Monochroa angustipennella

Scientific classification
- Kingdom: Animalia
- Phylum: Arthropoda
- Clade: Pancrustacea
- Class: Insecta
- Order: Lepidoptera
- Family: Gelechiidae
- Genus: Monochroa
- Species: M. angustipennella
- Binomial name: Monochroa angustipennella (Clemens, 1863)
- Synonyms: Gelechia angustipennella Clemens, 1863; Aristotelia kearfottella Busck, 1903;

= Monochroa angustipennella =

- Authority: (Clemens, 1863)
- Synonyms: Gelechia angustipennella Clemens, 1863, Aristotelia kearfottella Busck, 1903

Species of moth

Monochroa angustipennella is a moth of the family Gelechiidae. It was described by James Brackenridge Clemens in 1863. It is found in North America, where it has been recorded from California, Illinois, Maine, New Jersey, New York, Ohio, Oklahoma and Pennsylvania.

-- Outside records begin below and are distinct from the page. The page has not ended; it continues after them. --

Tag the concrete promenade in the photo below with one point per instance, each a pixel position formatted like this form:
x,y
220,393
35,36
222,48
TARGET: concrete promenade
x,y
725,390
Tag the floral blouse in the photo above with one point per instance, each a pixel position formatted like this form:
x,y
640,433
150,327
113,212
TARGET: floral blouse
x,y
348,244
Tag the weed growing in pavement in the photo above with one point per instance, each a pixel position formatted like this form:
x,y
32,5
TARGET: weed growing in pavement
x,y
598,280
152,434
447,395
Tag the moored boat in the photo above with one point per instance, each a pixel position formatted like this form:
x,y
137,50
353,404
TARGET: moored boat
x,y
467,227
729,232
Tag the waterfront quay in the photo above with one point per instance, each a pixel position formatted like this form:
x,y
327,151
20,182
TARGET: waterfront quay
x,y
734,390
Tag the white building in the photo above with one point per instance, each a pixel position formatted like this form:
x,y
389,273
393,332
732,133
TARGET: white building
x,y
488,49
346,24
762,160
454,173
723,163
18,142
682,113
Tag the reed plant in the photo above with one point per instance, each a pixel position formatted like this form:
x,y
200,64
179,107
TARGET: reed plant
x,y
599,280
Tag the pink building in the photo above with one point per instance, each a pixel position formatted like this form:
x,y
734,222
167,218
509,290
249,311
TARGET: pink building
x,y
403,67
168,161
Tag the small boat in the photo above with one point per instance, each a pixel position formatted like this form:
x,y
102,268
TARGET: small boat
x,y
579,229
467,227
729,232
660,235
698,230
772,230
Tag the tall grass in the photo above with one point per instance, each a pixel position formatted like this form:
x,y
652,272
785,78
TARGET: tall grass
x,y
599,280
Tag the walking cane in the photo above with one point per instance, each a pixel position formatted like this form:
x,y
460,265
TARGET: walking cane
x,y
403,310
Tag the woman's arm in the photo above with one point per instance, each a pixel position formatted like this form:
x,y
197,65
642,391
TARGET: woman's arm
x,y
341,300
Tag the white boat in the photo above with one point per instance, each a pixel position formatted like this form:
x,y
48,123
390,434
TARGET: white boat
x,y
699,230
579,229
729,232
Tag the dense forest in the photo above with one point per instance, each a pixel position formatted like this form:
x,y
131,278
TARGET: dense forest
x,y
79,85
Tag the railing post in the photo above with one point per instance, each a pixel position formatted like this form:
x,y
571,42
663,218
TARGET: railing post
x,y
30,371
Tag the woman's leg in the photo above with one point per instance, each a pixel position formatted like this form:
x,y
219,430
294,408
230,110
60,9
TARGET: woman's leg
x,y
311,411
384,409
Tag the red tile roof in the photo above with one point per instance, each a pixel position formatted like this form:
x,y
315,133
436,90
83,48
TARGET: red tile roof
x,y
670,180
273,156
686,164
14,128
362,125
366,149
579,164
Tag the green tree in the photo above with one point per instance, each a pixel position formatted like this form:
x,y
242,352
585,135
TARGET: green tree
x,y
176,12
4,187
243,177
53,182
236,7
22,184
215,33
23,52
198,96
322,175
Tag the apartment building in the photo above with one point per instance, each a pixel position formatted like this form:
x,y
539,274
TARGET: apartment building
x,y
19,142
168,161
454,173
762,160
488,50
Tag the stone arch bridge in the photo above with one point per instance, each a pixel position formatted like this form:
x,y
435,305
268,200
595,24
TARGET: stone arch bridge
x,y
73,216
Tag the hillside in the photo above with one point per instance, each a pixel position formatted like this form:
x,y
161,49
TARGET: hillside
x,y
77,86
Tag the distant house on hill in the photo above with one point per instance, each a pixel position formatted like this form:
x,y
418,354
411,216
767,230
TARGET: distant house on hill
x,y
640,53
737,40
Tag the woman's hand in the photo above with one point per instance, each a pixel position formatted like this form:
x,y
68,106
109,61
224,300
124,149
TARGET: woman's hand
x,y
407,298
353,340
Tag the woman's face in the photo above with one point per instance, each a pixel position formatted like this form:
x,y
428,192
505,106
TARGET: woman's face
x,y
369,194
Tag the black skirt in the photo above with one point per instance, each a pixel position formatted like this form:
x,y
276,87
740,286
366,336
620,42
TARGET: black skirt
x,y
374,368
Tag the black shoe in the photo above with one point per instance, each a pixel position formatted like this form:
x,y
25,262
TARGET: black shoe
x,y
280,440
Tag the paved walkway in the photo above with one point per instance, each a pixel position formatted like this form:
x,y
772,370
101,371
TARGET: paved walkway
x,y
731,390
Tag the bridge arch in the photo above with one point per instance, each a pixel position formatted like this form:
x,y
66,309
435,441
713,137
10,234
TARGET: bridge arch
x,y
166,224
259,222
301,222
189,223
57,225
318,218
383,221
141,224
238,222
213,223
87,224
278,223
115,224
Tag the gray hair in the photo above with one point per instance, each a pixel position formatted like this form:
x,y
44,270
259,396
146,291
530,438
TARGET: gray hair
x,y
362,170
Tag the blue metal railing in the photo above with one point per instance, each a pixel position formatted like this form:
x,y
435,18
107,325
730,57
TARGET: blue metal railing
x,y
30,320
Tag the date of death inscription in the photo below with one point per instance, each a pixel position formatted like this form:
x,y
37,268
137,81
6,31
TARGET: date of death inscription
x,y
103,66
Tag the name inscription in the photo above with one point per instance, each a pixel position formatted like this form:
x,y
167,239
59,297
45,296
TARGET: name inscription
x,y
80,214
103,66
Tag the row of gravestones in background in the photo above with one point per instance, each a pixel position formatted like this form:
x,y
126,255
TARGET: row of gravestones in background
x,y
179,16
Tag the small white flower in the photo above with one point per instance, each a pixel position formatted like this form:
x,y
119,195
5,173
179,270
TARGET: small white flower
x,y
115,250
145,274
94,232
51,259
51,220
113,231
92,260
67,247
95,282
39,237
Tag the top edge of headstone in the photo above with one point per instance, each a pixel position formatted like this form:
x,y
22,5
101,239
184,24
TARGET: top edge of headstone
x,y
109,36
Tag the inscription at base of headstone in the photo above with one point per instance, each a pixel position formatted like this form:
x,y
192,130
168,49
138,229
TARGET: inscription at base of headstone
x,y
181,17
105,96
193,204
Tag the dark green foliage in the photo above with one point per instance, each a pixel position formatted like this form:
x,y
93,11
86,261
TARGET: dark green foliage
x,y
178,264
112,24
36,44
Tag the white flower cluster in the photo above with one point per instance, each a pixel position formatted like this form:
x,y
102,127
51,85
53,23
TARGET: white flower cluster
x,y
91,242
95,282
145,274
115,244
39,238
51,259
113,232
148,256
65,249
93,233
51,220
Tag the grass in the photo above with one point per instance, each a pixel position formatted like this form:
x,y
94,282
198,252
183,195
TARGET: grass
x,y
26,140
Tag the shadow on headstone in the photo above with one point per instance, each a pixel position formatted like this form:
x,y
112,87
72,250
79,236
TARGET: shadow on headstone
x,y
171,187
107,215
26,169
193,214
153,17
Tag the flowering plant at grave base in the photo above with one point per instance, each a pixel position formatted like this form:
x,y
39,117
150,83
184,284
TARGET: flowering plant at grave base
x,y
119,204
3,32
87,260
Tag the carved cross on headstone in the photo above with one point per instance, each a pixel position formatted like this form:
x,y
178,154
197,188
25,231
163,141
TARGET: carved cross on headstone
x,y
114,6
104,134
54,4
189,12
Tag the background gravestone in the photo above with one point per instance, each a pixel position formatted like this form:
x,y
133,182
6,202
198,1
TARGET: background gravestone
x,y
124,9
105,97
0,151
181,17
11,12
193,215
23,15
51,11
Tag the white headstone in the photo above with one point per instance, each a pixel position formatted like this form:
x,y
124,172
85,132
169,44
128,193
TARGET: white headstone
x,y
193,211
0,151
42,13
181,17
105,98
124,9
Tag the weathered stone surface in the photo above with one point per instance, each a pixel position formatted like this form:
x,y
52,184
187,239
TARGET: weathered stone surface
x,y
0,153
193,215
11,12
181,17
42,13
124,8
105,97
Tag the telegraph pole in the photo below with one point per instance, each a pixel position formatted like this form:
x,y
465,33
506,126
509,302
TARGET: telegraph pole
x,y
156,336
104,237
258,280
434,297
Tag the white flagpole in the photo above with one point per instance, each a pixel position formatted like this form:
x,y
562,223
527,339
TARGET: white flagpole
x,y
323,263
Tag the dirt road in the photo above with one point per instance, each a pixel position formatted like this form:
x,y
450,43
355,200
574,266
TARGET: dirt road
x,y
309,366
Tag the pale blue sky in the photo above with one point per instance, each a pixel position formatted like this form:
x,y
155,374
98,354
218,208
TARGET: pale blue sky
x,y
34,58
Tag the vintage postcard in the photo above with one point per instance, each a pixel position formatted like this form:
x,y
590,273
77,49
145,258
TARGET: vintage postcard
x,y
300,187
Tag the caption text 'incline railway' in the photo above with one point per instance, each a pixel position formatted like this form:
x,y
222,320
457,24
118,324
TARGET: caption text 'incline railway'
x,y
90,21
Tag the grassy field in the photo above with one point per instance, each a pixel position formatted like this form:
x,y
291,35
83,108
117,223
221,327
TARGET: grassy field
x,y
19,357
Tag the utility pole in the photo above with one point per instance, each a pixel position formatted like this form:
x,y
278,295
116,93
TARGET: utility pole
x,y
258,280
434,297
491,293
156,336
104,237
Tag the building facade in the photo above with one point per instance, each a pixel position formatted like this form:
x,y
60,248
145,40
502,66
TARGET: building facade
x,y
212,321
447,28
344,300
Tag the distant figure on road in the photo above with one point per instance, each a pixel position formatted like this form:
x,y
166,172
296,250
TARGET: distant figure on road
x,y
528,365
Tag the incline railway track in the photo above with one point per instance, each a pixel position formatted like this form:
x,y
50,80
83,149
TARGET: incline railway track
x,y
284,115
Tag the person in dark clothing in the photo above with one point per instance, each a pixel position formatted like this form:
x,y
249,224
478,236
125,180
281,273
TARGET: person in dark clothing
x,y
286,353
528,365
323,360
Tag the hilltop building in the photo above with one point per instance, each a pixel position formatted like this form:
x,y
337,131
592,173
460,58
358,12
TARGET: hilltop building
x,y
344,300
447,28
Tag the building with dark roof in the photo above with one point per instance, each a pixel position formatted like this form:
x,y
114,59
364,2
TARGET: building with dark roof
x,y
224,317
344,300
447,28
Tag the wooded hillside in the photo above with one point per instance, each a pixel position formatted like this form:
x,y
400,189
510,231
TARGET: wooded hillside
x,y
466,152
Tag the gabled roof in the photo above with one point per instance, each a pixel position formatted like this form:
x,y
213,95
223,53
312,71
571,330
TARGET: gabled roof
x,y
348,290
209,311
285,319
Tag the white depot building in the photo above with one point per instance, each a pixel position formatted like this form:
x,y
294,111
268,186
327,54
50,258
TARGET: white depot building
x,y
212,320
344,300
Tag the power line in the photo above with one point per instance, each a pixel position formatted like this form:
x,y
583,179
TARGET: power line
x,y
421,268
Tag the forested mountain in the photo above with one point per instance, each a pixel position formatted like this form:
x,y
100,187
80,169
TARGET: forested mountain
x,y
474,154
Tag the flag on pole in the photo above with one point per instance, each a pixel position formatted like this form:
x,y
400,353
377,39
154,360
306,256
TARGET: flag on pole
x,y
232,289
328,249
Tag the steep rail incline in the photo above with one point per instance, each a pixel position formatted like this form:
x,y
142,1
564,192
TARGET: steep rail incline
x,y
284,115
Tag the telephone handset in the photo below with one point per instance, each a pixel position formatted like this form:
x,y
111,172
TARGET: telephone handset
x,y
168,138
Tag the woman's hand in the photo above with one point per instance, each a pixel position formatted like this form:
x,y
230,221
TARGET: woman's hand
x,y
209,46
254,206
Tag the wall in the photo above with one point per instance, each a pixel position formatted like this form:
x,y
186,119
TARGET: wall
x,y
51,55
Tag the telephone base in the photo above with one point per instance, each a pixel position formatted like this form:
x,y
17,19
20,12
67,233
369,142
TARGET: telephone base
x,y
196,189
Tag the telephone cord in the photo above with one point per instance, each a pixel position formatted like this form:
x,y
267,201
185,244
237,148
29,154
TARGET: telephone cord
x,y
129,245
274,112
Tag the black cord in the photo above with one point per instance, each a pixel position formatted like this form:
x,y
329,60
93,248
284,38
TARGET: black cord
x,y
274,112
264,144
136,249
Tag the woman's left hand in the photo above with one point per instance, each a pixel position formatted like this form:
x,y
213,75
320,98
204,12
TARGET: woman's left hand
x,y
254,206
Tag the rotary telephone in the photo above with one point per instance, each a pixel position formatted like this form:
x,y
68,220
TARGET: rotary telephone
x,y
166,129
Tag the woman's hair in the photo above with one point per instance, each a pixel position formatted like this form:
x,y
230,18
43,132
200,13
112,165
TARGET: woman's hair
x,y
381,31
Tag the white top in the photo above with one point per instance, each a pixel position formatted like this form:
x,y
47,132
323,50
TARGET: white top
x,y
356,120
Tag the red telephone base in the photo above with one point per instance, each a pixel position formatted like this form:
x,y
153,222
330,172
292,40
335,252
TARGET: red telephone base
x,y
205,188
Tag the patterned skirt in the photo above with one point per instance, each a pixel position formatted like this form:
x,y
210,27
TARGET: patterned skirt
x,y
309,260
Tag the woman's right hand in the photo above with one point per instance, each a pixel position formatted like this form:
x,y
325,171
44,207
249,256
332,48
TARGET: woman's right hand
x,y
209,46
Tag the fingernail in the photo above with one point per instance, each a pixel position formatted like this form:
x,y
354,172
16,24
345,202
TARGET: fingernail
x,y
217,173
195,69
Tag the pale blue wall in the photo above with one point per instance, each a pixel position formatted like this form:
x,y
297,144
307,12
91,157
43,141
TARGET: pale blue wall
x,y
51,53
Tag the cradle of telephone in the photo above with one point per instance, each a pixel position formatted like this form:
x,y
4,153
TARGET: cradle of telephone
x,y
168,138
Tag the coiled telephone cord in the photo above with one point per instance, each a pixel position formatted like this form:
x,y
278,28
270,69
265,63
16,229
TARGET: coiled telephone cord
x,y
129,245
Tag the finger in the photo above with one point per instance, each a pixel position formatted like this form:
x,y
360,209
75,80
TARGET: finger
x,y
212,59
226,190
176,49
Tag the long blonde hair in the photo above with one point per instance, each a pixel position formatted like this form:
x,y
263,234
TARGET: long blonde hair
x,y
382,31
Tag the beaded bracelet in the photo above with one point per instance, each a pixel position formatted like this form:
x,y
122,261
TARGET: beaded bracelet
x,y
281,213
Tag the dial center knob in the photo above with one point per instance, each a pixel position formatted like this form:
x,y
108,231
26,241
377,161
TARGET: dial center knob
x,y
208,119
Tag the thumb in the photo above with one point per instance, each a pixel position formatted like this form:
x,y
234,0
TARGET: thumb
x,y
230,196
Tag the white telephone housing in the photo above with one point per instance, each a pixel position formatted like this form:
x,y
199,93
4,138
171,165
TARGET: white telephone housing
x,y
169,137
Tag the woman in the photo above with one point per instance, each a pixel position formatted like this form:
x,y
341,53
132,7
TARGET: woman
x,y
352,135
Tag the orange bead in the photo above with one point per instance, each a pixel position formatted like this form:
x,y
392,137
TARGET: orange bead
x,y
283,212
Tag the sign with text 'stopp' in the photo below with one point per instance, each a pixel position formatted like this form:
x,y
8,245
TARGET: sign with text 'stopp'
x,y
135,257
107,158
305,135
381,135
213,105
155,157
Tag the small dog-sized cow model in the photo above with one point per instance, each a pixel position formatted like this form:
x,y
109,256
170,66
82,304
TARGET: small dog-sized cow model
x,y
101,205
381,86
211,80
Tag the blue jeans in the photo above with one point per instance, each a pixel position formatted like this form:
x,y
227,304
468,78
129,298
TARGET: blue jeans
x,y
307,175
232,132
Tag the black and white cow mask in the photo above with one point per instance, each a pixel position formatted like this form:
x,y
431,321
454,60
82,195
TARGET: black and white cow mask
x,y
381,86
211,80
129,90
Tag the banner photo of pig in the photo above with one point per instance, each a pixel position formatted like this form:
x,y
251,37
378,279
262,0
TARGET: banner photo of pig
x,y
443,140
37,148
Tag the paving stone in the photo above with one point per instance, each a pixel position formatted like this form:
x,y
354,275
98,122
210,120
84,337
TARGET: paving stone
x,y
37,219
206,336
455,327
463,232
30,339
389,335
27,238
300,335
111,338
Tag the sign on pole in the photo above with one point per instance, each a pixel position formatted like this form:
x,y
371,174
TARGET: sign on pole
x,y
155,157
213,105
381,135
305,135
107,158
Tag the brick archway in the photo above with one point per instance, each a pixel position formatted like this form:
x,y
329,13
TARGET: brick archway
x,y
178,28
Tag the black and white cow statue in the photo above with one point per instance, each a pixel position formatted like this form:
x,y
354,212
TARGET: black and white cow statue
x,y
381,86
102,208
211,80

The wingspan is about 12 mm. The base of the forewings is silvery white, gradually becoming overlaid with fuscous outward. The outer half of the wing dark fuscous with a silvery-yellowish luster. At the end of the cell is a small round black dot and at the beginning of the costal cilia is a short oblique triangular light yellow spot. At the base of the cilia, round the entire apical edge, is a heavy deep black line, interrupted by four costal and three dorsal short indistinct yellowish-white dashes, which are faintly continued out in the dark fuscous cilia. The dorsal edge opposite the costal triangular spot is yellowish. The hindwings are dark fuscous, nearly black, with silvery reflections.